What shines most about “Shot Caller” is its superb pacing throughout. The plot periodically jumps between the present as Money, newly released from prison and ordered by the Aryans to complete a gun sale, and the past as Jacob, a family man undergoing his transformation into Money. Showing the root of Jacob’s downfall and his terrifying transformation into Money, this contrasting of identities and time periods is what elevates “Shot Caller” above other crime dramas. No time is wasted. It has a breakneck speed that persists and is as tense as any movie I have seen this year. Possibly more so thanks to Nikolaj Coster-Waldau’s performance. He’s aided by co-stars Jon Berthenal (Fury, The Walking Dead), Omar Hardwick (Power), and Jefferey Donovan (Burn Notice) to name a few, though none deliver a performance anything close to Nikolaj Coster-Waldau’s.

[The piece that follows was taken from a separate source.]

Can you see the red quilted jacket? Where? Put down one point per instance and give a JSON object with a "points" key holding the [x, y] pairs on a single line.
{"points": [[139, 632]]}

While “Shot Caller” is a tale of one father going to extremes to survive and make it home to his family, it also serves as a commentary on the state of our criminal justice system. It’s not very subtle in its messaging; a character literally says, “once a dude is institutionalized anythings possible.”  The story suggests that prisons do a better job of institutionalizing criminals rather than rehabilitating them. I think the film presents a believable enough scenario that even those with the best intentions can become institutionalized and become someone they never thought possible. In this regard, the film does an adequate job getting its message across.

I found myself thinking about “Shot Caller” more than expected, and that’s a testament to the grounded believability of events that transpire. This is easily one of the best movies I have seen so far this year, and I would put it up there with other crime drama classics such as “American History X” and “Training Day”.